Würselen: Gesamtschule Würselen: Kommunalaufsicht korrigiert Bürgermeister

Würselen : Gesamtschule Würselen: Kommunalaufsicht korrigiert Bürgermeister

Beim Streit zwischen dem Ratsmitglied Ralf Niederhäuser (UWG) und Bürgermeister Arno Nelles (SPD) um Einsicht in die Bauakten des Neubaus der Gesamtschule Würselen an der Krottstraße hat die Städteregion Aachen als Kommunalaufsicht in wesentlichen Punkten dem Beschwerdeführer Niederhäuser Recht gegeben.

Die „Bewertung des Sachverhalts“ durch die Städteregion ging schriftlich auch an den Bürgermeister „mit der Bitte um Kenntnisnahme und Beachtung“. Grundlage der Einschätzung der Kommunalaufsicht ist neben der Darstellung des UWG-Vertreters eine daraufhin speziell von der Städteregion beim Bürgermeister angeforderte Stellungnahme, um auch die andere Seite zu hören.

Die Städteregion ist der Ansicht, dass Niederhäuser Akteneinsicht hätte gewährt werden müssen, weil bereits ein entsprechender Briefwechsel aus dem Januar zwischen UWG-Mann und Bürgermeister klar „als Antrag auf Akteneinsicht gemäß Gemeindeordnung zu werten ist“. Es komme nicht darauf an, dass das entsprechende Schreiben „nicht ausdrücklich als Antrag bezeichnet wird und noch weitere Anfragen enthält“.

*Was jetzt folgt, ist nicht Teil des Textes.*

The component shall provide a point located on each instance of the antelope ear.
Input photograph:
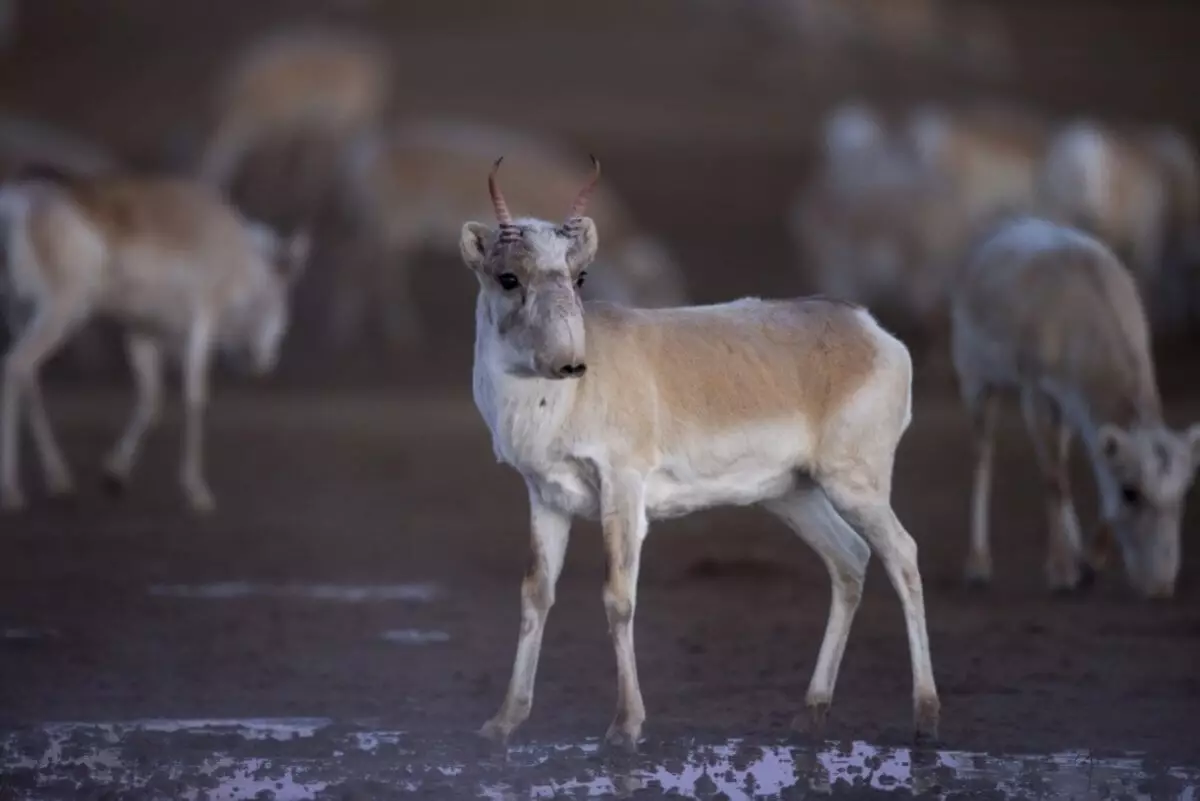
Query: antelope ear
(295, 258)
(473, 245)
(1117, 449)
(585, 241)
(1193, 437)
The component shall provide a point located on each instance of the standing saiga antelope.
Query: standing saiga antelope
(172, 262)
(629, 414)
(1050, 314)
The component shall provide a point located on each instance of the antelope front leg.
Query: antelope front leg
(43, 335)
(623, 517)
(551, 531)
(1051, 444)
(978, 568)
(196, 390)
(145, 360)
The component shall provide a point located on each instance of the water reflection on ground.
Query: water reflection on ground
(317, 758)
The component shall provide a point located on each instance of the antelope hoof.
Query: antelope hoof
(623, 738)
(113, 483)
(925, 714)
(496, 732)
(60, 487)
(199, 499)
(12, 500)
(819, 717)
(978, 572)
(1066, 582)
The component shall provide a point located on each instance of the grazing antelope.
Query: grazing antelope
(414, 185)
(1050, 314)
(1135, 188)
(630, 415)
(172, 262)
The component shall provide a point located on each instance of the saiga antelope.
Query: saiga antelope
(1138, 190)
(310, 88)
(414, 184)
(629, 415)
(172, 262)
(1050, 314)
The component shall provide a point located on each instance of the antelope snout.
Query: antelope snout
(570, 369)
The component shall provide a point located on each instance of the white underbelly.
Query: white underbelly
(735, 469)
(731, 470)
(671, 493)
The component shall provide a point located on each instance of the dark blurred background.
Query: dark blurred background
(707, 116)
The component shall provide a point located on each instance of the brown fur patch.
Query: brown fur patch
(779, 360)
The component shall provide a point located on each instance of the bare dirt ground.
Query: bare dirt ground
(321, 485)
(390, 491)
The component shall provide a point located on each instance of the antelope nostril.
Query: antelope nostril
(573, 371)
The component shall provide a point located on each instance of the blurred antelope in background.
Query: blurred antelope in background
(307, 92)
(29, 140)
(898, 197)
(1138, 190)
(807, 36)
(1049, 314)
(628, 415)
(174, 264)
(414, 184)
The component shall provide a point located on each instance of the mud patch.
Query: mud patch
(414, 637)
(317, 758)
(335, 592)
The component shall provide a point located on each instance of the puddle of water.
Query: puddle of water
(414, 636)
(339, 592)
(316, 758)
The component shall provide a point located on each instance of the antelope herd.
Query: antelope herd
(1039, 254)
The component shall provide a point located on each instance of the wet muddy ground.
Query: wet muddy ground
(364, 567)
(363, 570)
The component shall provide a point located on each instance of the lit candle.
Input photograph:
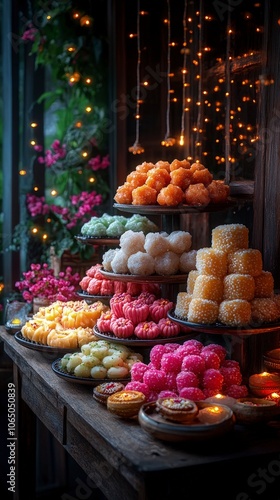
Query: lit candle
(221, 399)
(213, 414)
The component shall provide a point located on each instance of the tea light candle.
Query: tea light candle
(221, 399)
(274, 396)
(213, 414)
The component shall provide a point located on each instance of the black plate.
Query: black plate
(30, 344)
(180, 209)
(219, 328)
(141, 342)
(83, 380)
(154, 278)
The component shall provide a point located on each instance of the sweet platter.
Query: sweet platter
(153, 278)
(82, 380)
(180, 209)
(30, 344)
(88, 296)
(159, 427)
(219, 328)
(96, 240)
(140, 342)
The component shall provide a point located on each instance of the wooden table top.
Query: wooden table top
(83, 425)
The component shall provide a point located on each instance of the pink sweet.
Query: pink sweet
(137, 371)
(170, 362)
(192, 393)
(171, 381)
(212, 360)
(218, 349)
(237, 391)
(186, 379)
(138, 386)
(194, 363)
(212, 379)
(155, 379)
(156, 354)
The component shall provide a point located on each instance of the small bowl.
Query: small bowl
(254, 410)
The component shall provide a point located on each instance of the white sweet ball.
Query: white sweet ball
(141, 264)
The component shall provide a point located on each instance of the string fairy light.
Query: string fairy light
(136, 148)
(184, 73)
(168, 140)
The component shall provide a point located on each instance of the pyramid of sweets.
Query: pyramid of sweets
(229, 285)
(171, 184)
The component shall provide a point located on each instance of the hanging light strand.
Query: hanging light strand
(168, 141)
(184, 72)
(137, 148)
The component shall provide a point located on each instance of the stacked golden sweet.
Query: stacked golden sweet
(64, 324)
(229, 284)
(171, 184)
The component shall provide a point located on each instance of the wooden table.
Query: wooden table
(119, 456)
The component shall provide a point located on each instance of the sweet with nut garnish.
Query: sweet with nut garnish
(177, 409)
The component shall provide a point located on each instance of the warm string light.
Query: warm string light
(136, 148)
(168, 140)
(184, 73)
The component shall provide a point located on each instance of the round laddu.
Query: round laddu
(264, 285)
(191, 280)
(203, 311)
(239, 286)
(182, 304)
(208, 287)
(230, 237)
(212, 262)
(246, 261)
(264, 310)
(236, 312)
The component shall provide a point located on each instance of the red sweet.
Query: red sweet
(237, 391)
(122, 328)
(186, 379)
(136, 310)
(155, 379)
(156, 354)
(192, 393)
(137, 371)
(212, 359)
(170, 362)
(138, 386)
(117, 302)
(168, 328)
(212, 379)
(84, 283)
(193, 363)
(160, 308)
(103, 323)
(218, 349)
(147, 330)
(107, 287)
(147, 297)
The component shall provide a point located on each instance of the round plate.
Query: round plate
(140, 342)
(83, 380)
(180, 209)
(156, 425)
(30, 344)
(96, 240)
(219, 328)
(154, 278)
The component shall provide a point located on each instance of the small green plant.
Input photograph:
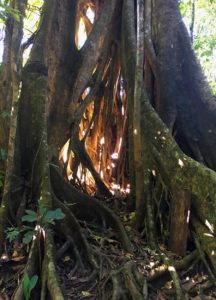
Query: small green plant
(42, 218)
(28, 285)
(12, 233)
(5, 115)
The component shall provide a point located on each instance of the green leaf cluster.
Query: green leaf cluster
(204, 38)
(42, 217)
(7, 11)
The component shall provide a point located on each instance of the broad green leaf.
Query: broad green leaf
(12, 233)
(28, 236)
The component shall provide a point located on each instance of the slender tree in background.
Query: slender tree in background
(130, 107)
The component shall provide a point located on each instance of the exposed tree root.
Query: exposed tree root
(68, 193)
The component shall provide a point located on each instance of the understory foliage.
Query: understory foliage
(107, 154)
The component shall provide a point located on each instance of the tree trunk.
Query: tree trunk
(130, 107)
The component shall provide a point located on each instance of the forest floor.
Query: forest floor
(84, 284)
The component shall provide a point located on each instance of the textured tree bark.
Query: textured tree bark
(179, 221)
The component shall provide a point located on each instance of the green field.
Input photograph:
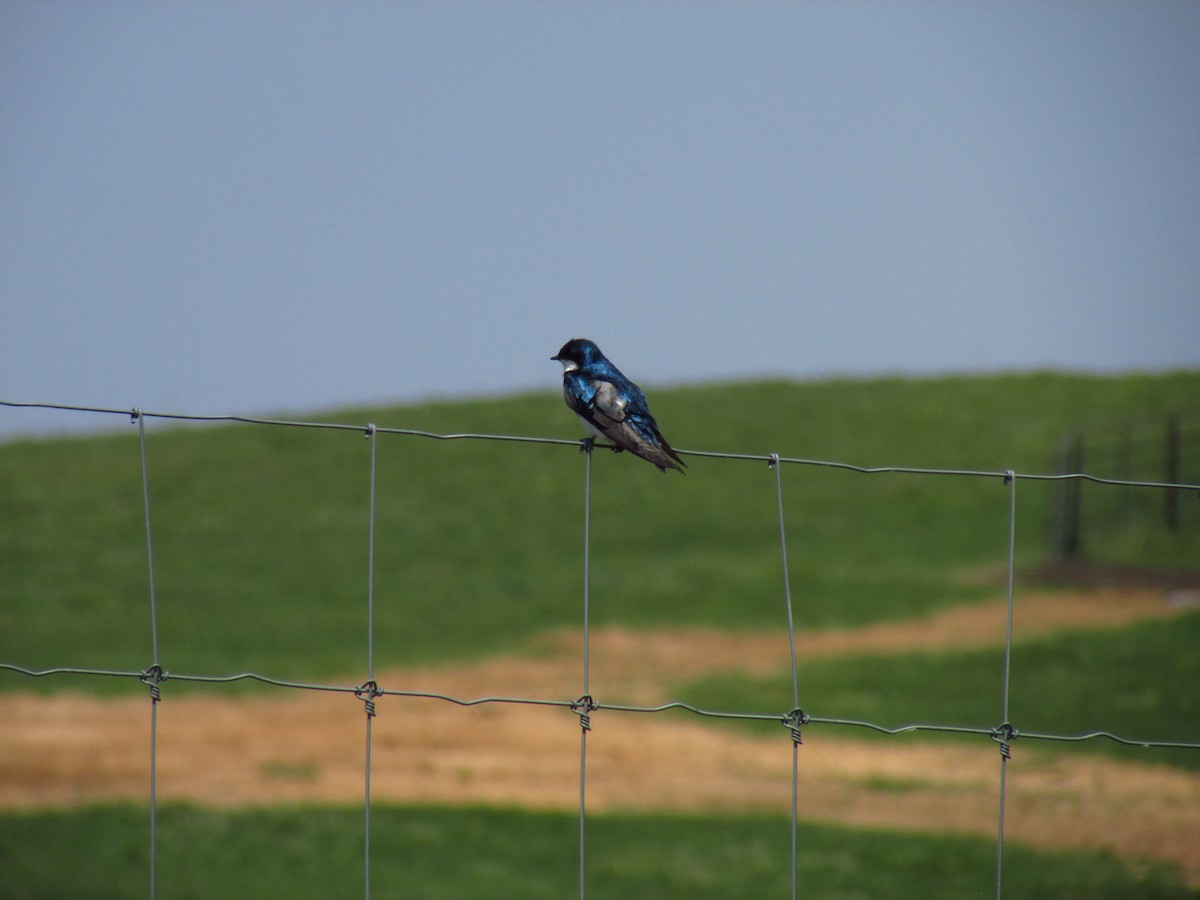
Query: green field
(261, 564)
(462, 853)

Unerheblich sei, dass seinerzeit ein mit der Akteneinsicht zu betrauendes Ratsmitglied namentlich nicht genannt worden sei. Ohnehin bestehe bei Verlangen aus Reihen des Rates Anspruch darauf, um den Ratsbeschluss zum Bau der Gesamtschule kontrollieren zu können. „Schutzwürdige Belange Betroffener oder Dritter sind hier nicht in der Schwere erkennbar, dass trotz Verschwiegenheitspflicht der Ratsmitglieder eine Akteneinsicht verwehrt werden könnte“, so die Städteregion.

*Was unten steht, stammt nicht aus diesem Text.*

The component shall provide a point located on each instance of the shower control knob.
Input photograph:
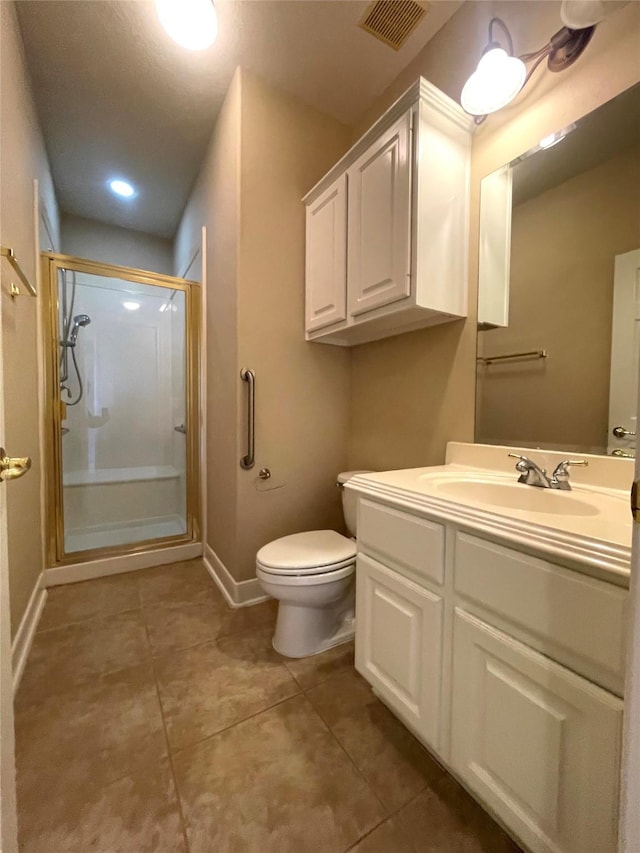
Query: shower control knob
(12, 467)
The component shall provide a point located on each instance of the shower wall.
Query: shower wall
(124, 463)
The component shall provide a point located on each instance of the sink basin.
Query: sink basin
(517, 496)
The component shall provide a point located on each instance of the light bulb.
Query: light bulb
(122, 188)
(495, 83)
(191, 23)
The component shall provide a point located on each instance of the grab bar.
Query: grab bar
(536, 353)
(247, 375)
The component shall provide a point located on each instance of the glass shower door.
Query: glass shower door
(125, 384)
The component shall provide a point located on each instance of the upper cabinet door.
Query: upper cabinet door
(326, 264)
(380, 221)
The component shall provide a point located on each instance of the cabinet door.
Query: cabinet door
(326, 257)
(539, 744)
(380, 221)
(399, 644)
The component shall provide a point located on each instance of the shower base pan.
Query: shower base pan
(123, 534)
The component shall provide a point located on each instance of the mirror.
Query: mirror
(559, 289)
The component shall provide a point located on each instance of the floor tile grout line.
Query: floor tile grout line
(94, 618)
(357, 769)
(183, 822)
(180, 749)
(165, 652)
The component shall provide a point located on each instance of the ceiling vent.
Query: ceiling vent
(393, 21)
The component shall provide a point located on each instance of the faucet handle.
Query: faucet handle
(561, 467)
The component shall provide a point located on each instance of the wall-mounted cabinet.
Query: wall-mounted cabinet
(387, 227)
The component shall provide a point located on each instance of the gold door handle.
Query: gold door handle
(12, 467)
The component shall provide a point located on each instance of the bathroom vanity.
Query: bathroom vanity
(491, 621)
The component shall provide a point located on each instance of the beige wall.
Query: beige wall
(22, 158)
(302, 388)
(215, 203)
(268, 149)
(563, 247)
(413, 393)
(110, 244)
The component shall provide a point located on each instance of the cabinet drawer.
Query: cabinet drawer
(413, 545)
(575, 619)
(539, 744)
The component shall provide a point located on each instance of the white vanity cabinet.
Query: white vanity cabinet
(386, 244)
(537, 743)
(509, 667)
(399, 646)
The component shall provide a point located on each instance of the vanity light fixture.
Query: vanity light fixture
(193, 24)
(122, 188)
(500, 75)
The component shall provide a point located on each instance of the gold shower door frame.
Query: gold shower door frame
(52, 263)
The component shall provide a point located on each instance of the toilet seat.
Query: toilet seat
(314, 552)
(316, 579)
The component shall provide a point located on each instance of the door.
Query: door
(399, 645)
(379, 218)
(326, 258)
(630, 814)
(125, 447)
(625, 352)
(539, 744)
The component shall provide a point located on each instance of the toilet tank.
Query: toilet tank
(349, 501)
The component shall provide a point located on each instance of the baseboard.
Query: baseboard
(23, 639)
(117, 565)
(236, 593)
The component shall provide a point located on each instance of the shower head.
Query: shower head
(78, 320)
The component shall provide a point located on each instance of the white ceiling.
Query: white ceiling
(117, 98)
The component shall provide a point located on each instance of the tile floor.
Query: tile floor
(152, 718)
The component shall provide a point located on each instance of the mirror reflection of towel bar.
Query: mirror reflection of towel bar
(533, 354)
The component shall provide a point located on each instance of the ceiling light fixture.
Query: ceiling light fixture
(193, 24)
(500, 75)
(122, 188)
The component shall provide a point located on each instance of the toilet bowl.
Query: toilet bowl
(312, 575)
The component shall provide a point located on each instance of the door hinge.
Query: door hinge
(635, 506)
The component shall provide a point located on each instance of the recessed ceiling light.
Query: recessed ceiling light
(191, 23)
(122, 188)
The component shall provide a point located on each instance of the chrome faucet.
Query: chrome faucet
(532, 474)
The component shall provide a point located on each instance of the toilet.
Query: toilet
(312, 575)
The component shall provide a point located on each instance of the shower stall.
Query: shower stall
(122, 392)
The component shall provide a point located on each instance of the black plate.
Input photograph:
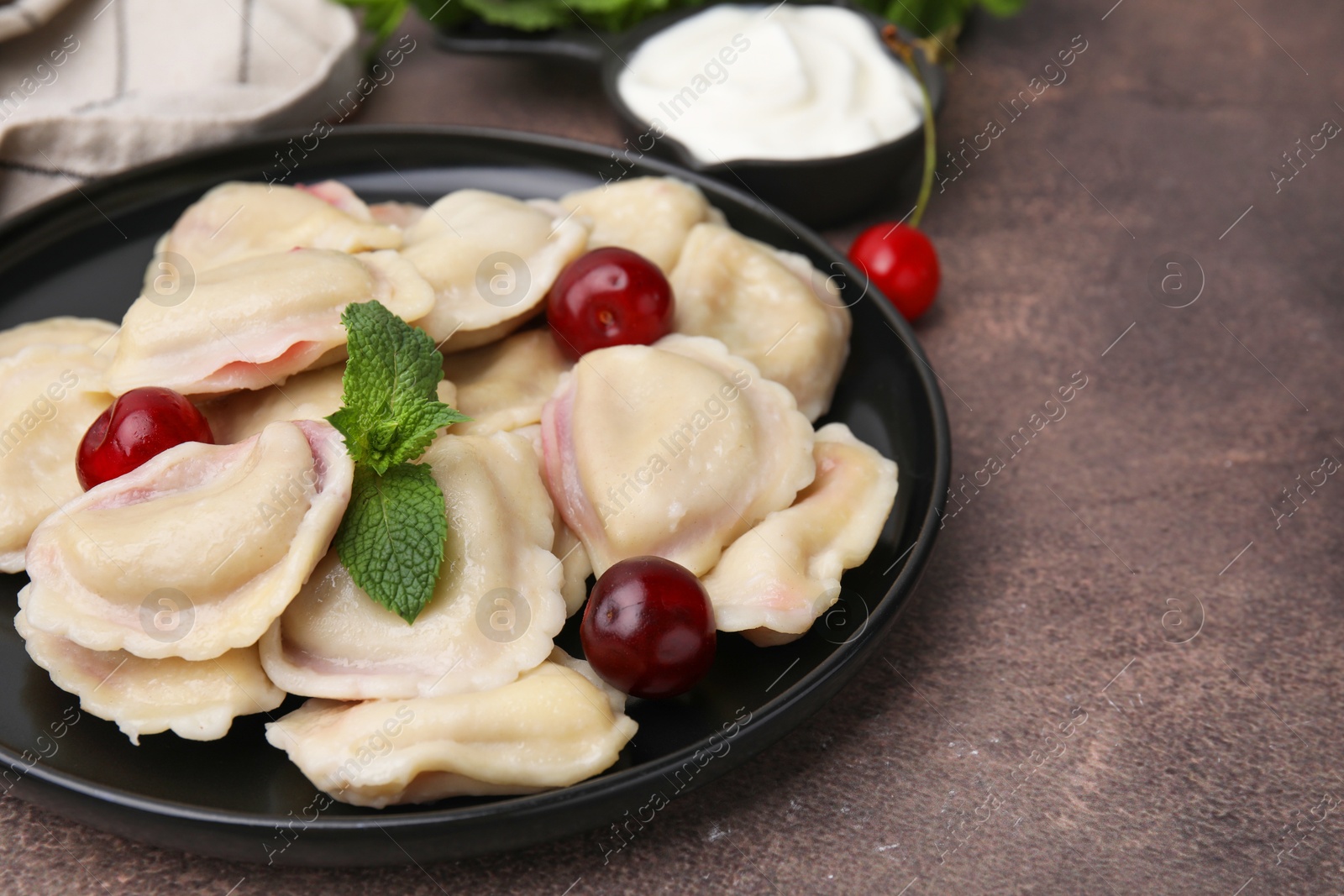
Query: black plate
(85, 253)
(822, 192)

Auch bezüglich der Verfahrensweise der für den Neubau der Gesamtschule eingerichteten Lenkungsgruppe kommt die Kommunalaufsicht zu einer klaren Bewertung. Die Mitglieder dieser Gruppe hätten weitreichendere Informationen erhalten als die übrigen Ratsmitglieder. Aus Sicht des Bürgermeisters seien diese „nicht zur Weitergabe der Informationen“ an weitere Ratsmitglieder befugt gewesen. Dagegen betont die Städteregion, dass es Ratsmitgliedern, die an der Lenkungsgruppe teilnehmen, frei stehe, Informationen daraus an andere Ratsmitglieder weiterzugeben, die ihrerseits der Verschwiegenheitspflicht unterliegen. „Bei bedeutsamen Informationen (sei) eine Gleichbehandlung aller Ratsmitglieder sicherzustellen.“

Heißt: Unabdingbare Informationen müssten weiterhin allen Ratsmitgliedern „im Wege der Beschlussvorbereitung zur Verfügung stehen“. Allerdings hatte die UWG ihre Teilnahme an der Lenkungsgruppe verweigert, diese Form der Information also nicht wahrgenommen. Selbst schuld — denn die Städteregion sieht hier keine Verpflichtung des Bürgermeisters, „sämtliche Informationen aus der Lenkungsgruppe auch den Fraktionen, die eine Teilnahme an den Sitzungen abgelehnt haben, in anderer Form zur Verfügung zu stellen“.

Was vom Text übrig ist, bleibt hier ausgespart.